René Martínez Pineda *

Uno lee diez libros de Marx sin tomar aire, siembra dos nostalgias sociológicas y ya está en domingo de resurrección social, con un sol impensado para octubre en Berlín, con la tentación forzosa de caminar por sus calles y compararlas con las de San Salvador, o de ver esquinas, o de inventar metáforas que den cuenta de la identidad-nación (eso hace un indigente de la palabra: nación; soy indigente) pues de lo que se trata es de transformar la realidad desde que se comprende, eso es como compartir la comida. Desde la sociología de la nostalgia -constructo teórico que se pierde en las calles y maquilas para captar la historia y luego meterla en los textos- lo más difícil es encontrar la forma de cimentar el relato de la realidad para que se modifique el comportamiento individual y social -ambos son hechos sui géneris- y para ello debemos pensar como el “wonder boy” de Dylan, ese sujeto que sabe que la gente está loca de represión y que el tiempo es un extraño que se pone oscuro.

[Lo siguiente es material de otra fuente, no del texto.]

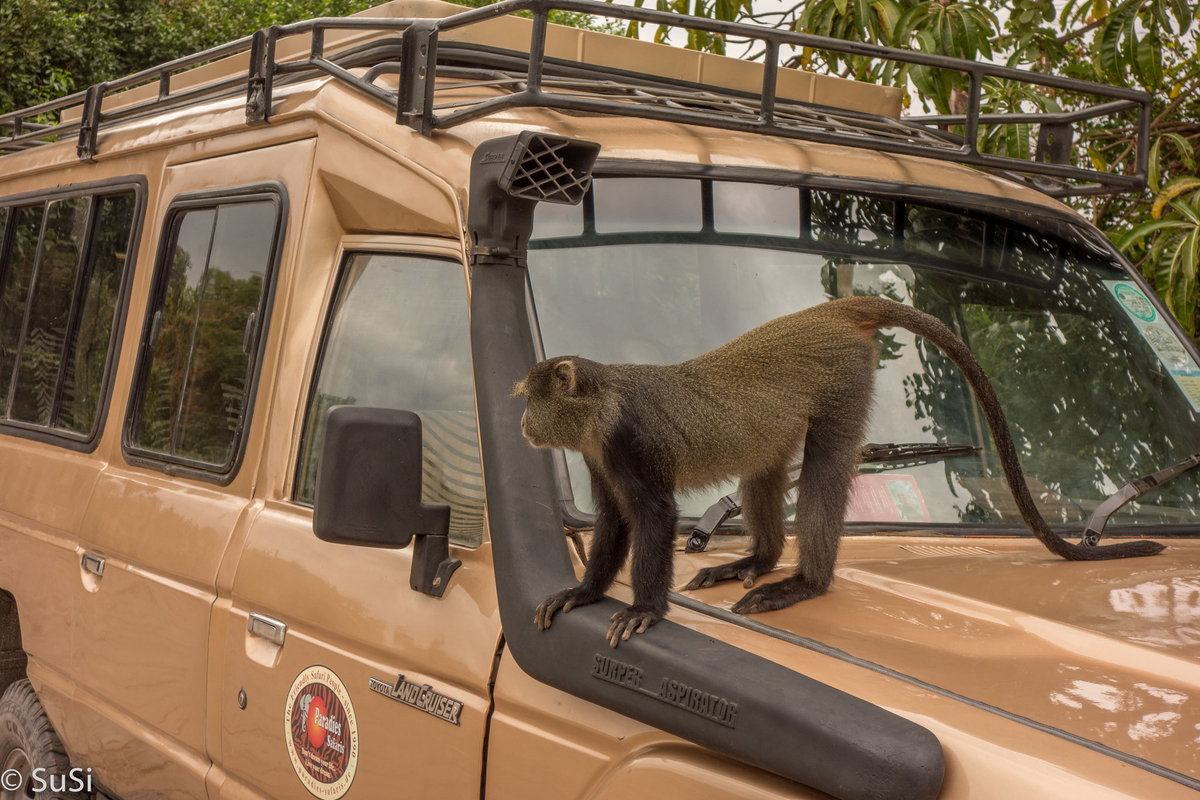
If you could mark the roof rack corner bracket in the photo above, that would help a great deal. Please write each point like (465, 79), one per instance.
(1143, 158)
(537, 49)
(418, 67)
(259, 84)
(1054, 143)
(89, 122)
(971, 134)
(769, 80)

Y es difícil porque, con la sociología de la nostalgia, no se sabe quién es el que está contando las cosas, si lo hago yo o lo hace “eso” que cuento… o lo que veo volar de mis manos (celajes, y a veces un lirio o una tortuga que simboliza el ir y venir del cambio); o si, sin protocolo, cuento una verdad que es solamente mi verdad –y la de Marx- y entonces sucede que esa es una verdad sólo para mi estómago e imaginario, una verdad de la sociología para apurar el emancipador vuelo y acabar o iniciar de alguna forma con esto –texto y contexto- sea lo que fuere: realidad o nostalgia; ausencia o emergencia; revolución o reforma burguesa; conciencia u oportunismo; liderazgo o servilismo; contexto o pretexto; sujeto u objeto.

La sociología de la nostalgia que toca las puertas del cielo para que el diablo plante su negro beso con palabras incorrectas que son correctas, es un contar despacio los recuerdos y olvidos, contar el pasado y el presente, y sólo hasta después vemos qué pasa a medida que las palabras montan un constructo teórico, porque la sociología no es sólo estar viendo celajes que van y nostalgias que vienen -y a veces un perro vagabundo que destapa la corrupción constitucional; allá va de nuevo la tortuga con una vara de sándalo sin humo…- Y cuando escriba sobre la realidad pensando en su crisis, después del “a veces” ¿qué putas voy a poner, cómo voy a cerrar la puerta de la frase para que sea relevante? Y esas dudas, bajo la forma de preguntas premonitorias, son lo mejor que me puede pasar porque me obligan a contar respuestas, debido a que toda ciencia inicia con preguntas, con incertidumbres, con compromisos sociales.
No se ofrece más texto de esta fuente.